The caravans of pilgrims, like the rest of society, were segregated. Women and children traveled separately from the men. Because Jesus was just twelve, he might have traveled with either the men or the women. Therefore, Mary could have reasonably presumed that Jesus was traveling with Joseph, and Joseph could have assumed that he was traveling with Mary. Apparently, when the caravan stopped for the night, each learned that Jesus was not traveling with the other. Mary and Joseph returned to Jerusalem, perhaps without the benefit of traveling with a group.
Mary and Joseph found their son involved in a discussion with the religious teachers of the temple. Luke seems to portray Jesus as learned as one of the religious wise men of the day. But at the same time, he is an irresponsible member of his family and been the cause of great stress, and perhaps even imperiled their return to Jerusalem. His response to Mary and Joseph added to his poor behavior. The form of verb that is used in “don’t you know” is plural, indicating he is addressing both Mary and Joseph. While the text does not include Jesus’ recognition of his lack of responsibility, or an apology to Mary and Joseph, it does conclude by stating that Jesus returned with them and remained obedient to them, again plural. In the last verse of the text, Luke states that Jesus advanced in age, wisdom, and favor before God and men.

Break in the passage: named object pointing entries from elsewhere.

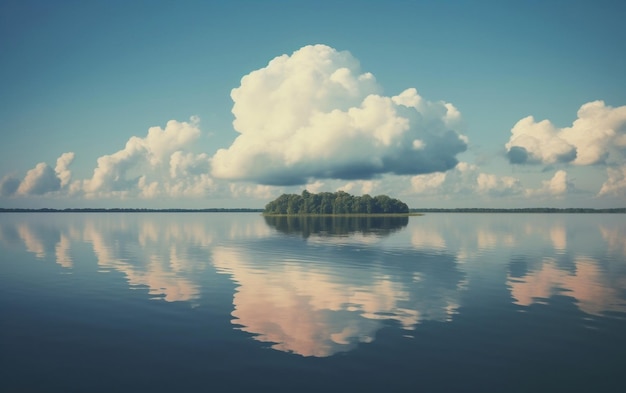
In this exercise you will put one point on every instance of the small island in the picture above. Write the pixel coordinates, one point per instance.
(334, 203)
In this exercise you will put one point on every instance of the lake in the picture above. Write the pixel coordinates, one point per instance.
(187, 302)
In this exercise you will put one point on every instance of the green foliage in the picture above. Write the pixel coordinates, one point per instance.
(339, 202)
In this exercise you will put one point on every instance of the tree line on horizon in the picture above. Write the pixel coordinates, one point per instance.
(339, 202)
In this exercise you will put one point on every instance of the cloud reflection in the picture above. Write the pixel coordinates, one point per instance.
(303, 304)
(588, 284)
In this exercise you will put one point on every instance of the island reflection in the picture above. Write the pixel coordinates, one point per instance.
(337, 225)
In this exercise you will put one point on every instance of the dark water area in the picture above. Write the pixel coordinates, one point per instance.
(161, 302)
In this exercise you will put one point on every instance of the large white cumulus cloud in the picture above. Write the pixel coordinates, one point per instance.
(597, 136)
(314, 115)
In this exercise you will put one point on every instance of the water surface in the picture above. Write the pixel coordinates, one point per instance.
(234, 301)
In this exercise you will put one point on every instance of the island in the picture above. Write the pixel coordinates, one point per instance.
(334, 203)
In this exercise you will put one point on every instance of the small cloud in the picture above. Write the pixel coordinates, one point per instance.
(616, 182)
(62, 170)
(597, 136)
(9, 185)
(315, 115)
(39, 180)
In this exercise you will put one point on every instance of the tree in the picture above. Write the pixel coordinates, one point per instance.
(339, 202)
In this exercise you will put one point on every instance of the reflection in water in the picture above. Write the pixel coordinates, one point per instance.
(344, 278)
(587, 284)
(337, 225)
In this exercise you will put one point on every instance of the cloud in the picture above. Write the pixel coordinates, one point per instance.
(9, 185)
(62, 170)
(616, 182)
(597, 136)
(314, 115)
(39, 180)
(158, 164)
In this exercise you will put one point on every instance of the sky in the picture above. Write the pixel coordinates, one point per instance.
(200, 104)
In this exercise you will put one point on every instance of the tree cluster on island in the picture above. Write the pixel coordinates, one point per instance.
(339, 202)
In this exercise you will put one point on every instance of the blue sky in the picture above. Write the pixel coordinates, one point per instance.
(426, 101)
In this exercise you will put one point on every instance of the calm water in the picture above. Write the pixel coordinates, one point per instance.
(169, 302)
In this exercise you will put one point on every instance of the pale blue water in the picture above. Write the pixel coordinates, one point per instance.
(163, 302)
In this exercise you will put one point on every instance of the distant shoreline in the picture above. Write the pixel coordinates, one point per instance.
(412, 212)
(131, 210)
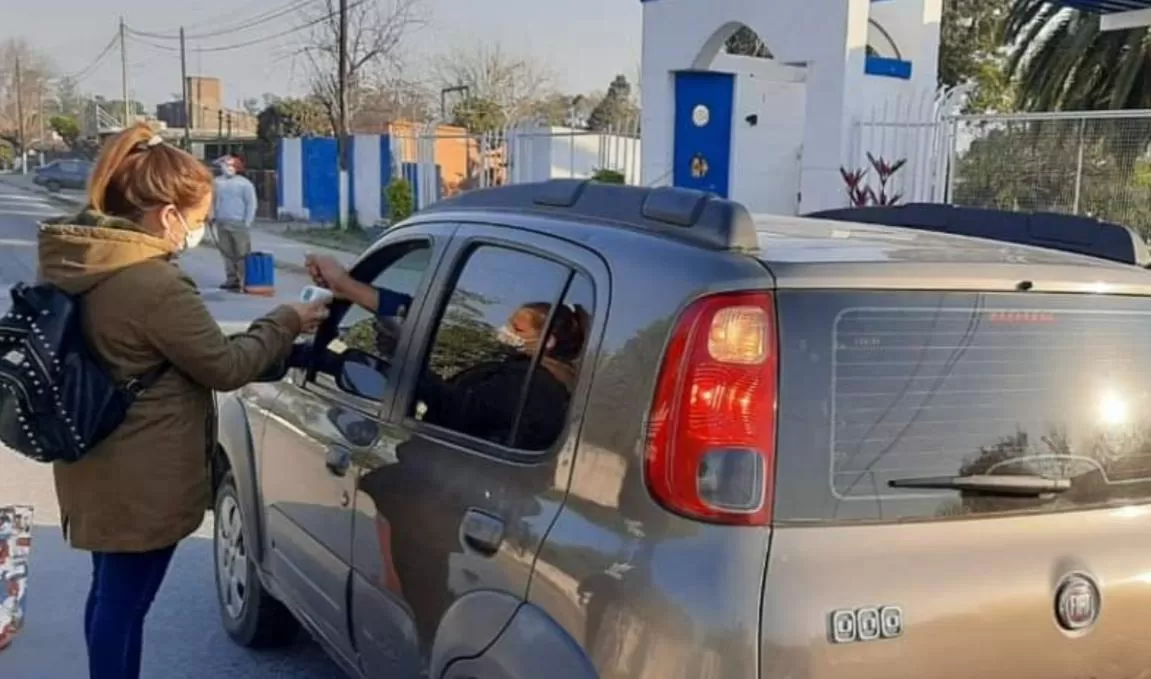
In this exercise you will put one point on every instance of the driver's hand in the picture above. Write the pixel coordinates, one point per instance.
(328, 273)
(311, 314)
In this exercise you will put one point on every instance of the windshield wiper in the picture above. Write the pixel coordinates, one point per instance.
(1028, 486)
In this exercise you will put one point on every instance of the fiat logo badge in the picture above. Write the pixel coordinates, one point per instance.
(1077, 603)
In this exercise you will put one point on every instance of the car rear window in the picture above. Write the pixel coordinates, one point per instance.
(884, 386)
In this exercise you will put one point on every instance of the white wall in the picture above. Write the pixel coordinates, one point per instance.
(829, 37)
(291, 178)
(554, 153)
(765, 158)
(367, 185)
(914, 27)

The gospel text itself several times treats both Mary and Joseph as the parents of Jesus. Throughout the text Luke refers to the parents of Jesus. When they find Jesus in the temple, Mary confronts Jesus, “Son, why have you done this to us? Your father and I …” Jesus responds that he was in his Father’s house. But Luke here treats both Mary and Joseph as equally the parents of Jesus.
By including what might be looked upon as a humiliating story about Jesus’ shameful lack of consideration to his parents, Luke is making a theological statement about who Jesus’ true Father is. In responding to his parent’s concern about his absence from their caravan, he tells them he has been in his Father’s house. Jesus is not only living between the worlds of men and women of his day, but he is also living between the world of his father Joseph’s house and that of his Heavenly Father. Just as Jesus has not fully made the transition to being a responsible adult of his day, neither has he completely made the transition to God as his Father at this point in the gospel. Therefore, he returns to Nazareth, and in doing so he advances before God and men.
1. What do you remember about your transition from adolescence into the adult world?
2. Have you ever been with a parent or parents when they discover a missing child?
3. The gospel text states that Jesus stayed behind in the temple, discussing with the teachers while his parents and relatives gathered and began the journey for home. Imagine these events, and focus on Jesus without the usual familiar family and neighbors, engaged in conversation with the adult teachers of the temple, for perhaps two or three days. How do you imagine the unfolding of this situation?
4. When you hear Jesus respond to his parent’s concern for him, “Why were you looking for me? Did you not know that I must be in my Father’s house,” what feelings and thoughts are most present to you?
5. Can you take some time now to talk with God about the image of Jesus that Luke presents here, your own experience of becoming an adult, or your struggle now to live both in your real world and in the world of God?